Could you explain what's the point of connecting witness targets only through the loopback address?
And what exact behavior should we expect during fail over?
I've run a few tests and had some bad results.
Not sure if I've done everything correct, so please could you have a look?
Here's test config for 2-node Hyper-V cluster:
2 x HP DL380 Gen10 with Windows Server 2016 Datacenter
96 GB RAM on each
HPE Smart Array P816i-a SR controller
8 x 1.2 TB 12Gb SAS HDD in RAID 10
4-port 1Gb NIC teamed and connected to Hyper-V switch (1 vNIC for management and VSAN heartbeat, 1 vNIC for cluster heartbeat)
2-port 10Gb NIC (1 port for VSAN synch channel and 1 port for VSAN iSCSI)
I've created and connected targets (one for witness and 2 for CSVs ) according to your guide "

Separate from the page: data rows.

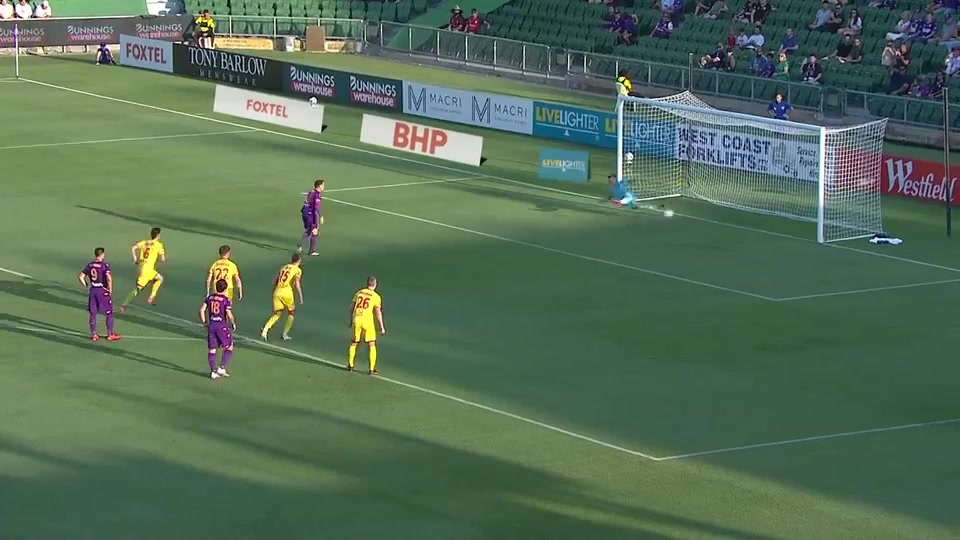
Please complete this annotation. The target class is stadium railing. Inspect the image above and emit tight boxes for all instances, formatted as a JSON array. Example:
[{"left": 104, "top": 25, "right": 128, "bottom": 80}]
[{"left": 366, "top": 22, "right": 960, "bottom": 132}]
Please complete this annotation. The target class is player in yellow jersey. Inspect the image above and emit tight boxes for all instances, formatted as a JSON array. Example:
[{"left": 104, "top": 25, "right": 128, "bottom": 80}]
[
  {"left": 347, "top": 276, "right": 387, "bottom": 375},
  {"left": 207, "top": 246, "right": 243, "bottom": 302},
  {"left": 260, "top": 253, "right": 303, "bottom": 341},
  {"left": 120, "top": 227, "right": 167, "bottom": 313}
]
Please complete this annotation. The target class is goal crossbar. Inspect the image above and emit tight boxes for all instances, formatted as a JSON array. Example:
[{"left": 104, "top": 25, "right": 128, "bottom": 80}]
[{"left": 616, "top": 92, "right": 886, "bottom": 242}]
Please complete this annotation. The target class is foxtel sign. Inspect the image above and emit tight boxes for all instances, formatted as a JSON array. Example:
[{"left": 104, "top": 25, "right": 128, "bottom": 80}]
[{"left": 880, "top": 154, "right": 960, "bottom": 203}]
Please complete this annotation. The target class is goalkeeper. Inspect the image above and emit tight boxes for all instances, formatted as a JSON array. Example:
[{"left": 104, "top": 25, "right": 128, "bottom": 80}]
[{"left": 607, "top": 174, "right": 637, "bottom": 208}]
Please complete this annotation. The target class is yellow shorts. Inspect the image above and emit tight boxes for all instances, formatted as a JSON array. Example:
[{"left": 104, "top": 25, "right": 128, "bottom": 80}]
[
  {"left": 273, "top": 291, "right": 296, "bottom": 313},
  {"left": 137, "top": 268, "right": 160, "bottom": 289},
  {"left": 353, "top": 321, "right": 377, "bottom": 343}
]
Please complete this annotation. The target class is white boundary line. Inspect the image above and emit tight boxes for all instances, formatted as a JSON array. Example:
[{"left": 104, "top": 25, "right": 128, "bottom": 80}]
[
  {"left": 20, "top": 79, "right": 960, "bottom": 273},
  {"left": 654, "top": 418, "right": 960, "bottom": 461},
  {"left": 12, "top": 325, "right": 200, "bottom": 343},
  {"left": 773, "top": 278, "right": 960, "bottom": 302},
  {"left": 316, "top": 176, "right": 483, "bottom": 195},
  {"left": 0, "top": 267, "right": 960, "bottom": 462},
  {"left": 0, "top": 268, "right": 659, "bottom": 461},
  {"left": 324, "top": 197, "right": 776, "bottom": 302},
  {"left": 0, "top": 129, "right": 255, "bottom": 150}
]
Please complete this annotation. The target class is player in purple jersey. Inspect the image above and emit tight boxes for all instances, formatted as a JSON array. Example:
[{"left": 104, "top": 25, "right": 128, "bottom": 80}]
[
  {"left": 200, "top": 279, "right": 237, "bottom": 380},
  {"left": 297, "top": 180, "right": 323, "bottom": 255},
  {"left": 77, "top": 248, "right": 120, "bottom": 341}
]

https://www.starwindsoftware.com/resour ... erver-2016". Everything seems good, VM's migration works as expected so I decided to break something a little
test 1: node 1 (is not owner of the disk witness) - stop Starwind service
result: all VMs and CSVs are online
iSCSI-targets switch to partner's storage
auto-resynch after service is started again.

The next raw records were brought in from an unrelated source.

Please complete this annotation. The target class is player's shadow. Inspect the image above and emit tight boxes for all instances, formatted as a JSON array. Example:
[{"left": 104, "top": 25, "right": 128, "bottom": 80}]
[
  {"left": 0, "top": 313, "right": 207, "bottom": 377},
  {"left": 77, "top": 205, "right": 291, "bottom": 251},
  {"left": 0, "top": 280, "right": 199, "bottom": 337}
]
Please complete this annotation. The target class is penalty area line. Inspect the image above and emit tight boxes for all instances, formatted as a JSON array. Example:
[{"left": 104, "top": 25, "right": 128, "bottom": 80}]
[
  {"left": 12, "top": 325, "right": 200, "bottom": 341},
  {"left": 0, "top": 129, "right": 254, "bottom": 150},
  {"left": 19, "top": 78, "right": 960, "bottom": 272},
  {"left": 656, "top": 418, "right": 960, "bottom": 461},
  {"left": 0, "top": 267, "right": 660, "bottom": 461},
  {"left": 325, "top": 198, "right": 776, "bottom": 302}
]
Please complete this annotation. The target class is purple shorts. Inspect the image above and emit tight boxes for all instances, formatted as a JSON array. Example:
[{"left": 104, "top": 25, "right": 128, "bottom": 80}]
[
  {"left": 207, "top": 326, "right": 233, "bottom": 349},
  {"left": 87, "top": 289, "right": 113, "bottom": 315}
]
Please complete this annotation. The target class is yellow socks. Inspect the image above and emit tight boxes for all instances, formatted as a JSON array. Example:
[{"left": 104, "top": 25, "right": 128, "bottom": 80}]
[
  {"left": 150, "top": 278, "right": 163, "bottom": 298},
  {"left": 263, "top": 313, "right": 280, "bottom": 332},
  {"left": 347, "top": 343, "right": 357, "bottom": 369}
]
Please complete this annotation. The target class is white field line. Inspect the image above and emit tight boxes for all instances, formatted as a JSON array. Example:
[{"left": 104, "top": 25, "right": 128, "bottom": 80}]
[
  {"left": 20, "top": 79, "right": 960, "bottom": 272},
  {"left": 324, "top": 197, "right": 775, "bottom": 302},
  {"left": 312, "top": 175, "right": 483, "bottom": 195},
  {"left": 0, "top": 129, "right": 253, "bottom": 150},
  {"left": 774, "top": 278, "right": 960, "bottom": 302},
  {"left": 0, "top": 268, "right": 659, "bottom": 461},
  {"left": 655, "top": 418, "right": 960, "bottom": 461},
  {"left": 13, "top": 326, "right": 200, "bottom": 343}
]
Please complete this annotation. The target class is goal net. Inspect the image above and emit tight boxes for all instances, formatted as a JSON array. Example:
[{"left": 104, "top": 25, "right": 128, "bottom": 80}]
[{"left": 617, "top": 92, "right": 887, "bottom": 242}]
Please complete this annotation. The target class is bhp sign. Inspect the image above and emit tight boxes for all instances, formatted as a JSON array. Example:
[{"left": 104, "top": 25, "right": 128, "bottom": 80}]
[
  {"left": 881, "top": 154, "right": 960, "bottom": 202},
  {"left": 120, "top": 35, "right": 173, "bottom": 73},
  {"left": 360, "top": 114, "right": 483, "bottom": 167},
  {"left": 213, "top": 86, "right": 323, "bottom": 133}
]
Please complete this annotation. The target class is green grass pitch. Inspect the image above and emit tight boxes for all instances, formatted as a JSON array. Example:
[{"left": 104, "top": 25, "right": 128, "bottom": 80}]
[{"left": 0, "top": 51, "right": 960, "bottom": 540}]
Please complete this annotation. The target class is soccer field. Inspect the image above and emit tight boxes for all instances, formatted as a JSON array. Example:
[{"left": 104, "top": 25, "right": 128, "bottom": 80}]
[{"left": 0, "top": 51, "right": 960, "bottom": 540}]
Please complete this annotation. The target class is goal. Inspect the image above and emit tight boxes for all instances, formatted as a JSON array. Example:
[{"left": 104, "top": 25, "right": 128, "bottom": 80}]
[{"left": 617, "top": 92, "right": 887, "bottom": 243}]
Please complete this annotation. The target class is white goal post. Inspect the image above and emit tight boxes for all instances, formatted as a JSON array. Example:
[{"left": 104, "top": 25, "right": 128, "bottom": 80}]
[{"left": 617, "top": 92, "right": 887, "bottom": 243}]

test 2: node 2 (owner of the disk witness) - stop Starwind service
result: all VMs and CSVs are online, but disk witness is off
iSCSI-targets switch to partner's storage
auto-resynch after service is started again.

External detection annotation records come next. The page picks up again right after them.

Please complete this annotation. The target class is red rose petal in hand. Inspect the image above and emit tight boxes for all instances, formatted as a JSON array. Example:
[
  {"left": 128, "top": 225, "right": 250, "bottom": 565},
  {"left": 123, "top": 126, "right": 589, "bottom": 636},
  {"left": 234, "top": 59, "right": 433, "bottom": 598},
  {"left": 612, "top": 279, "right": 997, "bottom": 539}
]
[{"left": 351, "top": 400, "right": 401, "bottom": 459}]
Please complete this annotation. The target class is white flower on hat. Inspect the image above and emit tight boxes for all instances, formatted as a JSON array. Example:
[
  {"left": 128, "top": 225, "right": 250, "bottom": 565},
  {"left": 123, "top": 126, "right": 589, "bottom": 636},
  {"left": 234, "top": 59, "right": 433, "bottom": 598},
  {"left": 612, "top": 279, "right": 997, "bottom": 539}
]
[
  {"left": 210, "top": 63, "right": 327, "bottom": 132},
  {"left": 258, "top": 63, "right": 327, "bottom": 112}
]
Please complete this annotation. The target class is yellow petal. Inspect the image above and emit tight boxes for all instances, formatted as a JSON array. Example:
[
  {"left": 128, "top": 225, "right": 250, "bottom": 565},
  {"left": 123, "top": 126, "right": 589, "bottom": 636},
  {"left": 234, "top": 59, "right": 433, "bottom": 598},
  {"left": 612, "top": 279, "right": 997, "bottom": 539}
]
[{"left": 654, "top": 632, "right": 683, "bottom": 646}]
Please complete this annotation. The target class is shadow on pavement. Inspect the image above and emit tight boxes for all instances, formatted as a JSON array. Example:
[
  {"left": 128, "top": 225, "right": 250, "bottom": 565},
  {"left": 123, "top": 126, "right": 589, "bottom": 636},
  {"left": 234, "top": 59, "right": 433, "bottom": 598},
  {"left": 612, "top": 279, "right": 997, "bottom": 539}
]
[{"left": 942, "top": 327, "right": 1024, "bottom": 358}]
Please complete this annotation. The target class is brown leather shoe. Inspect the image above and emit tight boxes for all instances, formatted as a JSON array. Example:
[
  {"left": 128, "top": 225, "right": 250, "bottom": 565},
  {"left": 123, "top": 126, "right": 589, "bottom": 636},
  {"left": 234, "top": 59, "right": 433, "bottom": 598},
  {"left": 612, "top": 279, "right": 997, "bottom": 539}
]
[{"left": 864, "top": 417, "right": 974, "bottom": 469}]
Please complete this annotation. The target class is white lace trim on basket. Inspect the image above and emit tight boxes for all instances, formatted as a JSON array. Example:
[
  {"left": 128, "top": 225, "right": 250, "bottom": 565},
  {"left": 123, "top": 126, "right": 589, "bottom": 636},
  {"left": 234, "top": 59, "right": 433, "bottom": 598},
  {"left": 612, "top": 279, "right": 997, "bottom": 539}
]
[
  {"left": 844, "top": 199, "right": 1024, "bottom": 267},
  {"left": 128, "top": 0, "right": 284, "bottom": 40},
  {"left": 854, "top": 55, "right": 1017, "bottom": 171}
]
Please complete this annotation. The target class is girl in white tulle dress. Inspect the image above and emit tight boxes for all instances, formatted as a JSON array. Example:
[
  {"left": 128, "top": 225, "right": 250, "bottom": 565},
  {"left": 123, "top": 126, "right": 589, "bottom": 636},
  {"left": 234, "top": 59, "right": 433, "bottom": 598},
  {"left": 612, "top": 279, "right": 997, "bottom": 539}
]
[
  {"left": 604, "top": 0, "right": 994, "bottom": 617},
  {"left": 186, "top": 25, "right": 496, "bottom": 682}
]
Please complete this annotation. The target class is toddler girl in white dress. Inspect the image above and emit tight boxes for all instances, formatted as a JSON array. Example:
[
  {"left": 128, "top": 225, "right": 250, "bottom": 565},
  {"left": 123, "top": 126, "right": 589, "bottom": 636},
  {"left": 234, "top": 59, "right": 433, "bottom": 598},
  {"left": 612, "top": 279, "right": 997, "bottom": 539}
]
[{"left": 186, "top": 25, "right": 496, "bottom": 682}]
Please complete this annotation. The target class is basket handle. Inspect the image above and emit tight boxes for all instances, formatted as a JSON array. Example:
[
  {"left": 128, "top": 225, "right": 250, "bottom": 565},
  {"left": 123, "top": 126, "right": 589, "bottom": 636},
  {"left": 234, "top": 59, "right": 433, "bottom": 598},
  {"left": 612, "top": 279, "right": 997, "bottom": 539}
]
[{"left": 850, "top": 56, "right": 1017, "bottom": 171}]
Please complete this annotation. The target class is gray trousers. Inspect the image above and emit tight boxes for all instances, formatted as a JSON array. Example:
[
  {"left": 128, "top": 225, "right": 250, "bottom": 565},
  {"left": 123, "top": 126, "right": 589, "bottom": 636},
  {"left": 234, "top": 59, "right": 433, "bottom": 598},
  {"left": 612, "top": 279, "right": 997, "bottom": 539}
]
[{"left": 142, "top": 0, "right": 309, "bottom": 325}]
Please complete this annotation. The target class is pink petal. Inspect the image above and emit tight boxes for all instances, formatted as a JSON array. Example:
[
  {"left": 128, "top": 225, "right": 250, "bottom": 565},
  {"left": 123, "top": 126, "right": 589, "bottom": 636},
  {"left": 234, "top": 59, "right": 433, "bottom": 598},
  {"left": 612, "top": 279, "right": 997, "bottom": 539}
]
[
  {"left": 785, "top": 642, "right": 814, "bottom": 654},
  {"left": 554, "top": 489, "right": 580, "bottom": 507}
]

test 3: node 1 (is not owner of the disk witness) - shutdown all network traffic except VSAN
result: node 1 is isolated
all disks are online
all iSCSI-targets on node 2 are connected
VM from node 1 restarted on node 2
test 4: node 2 (owner of the disk witness) - shutdown all network traffic except VSAN
result: cluster is down
need to execute "Start-ClusterNode -ForceQuorum" on node 1
cluster is back online with one node
all CSVs are online, but disk witness is off
all iSCSI-targets on node 1 are connected
all VMs restarted on node 1
test 5: node 1 (is not owner of the disk witness) - shutdown all network
result: node 1 is isolated
all disks are online
all iSCSI-targets on node 2 are connected
VM from node 1 restarted on node 2
As you could see in fourth scenario there's no fail over at all. Cluster is down because quorum is lost even though all local storage connected to the host.
What do you think about it? Did I have any mistakes in the config?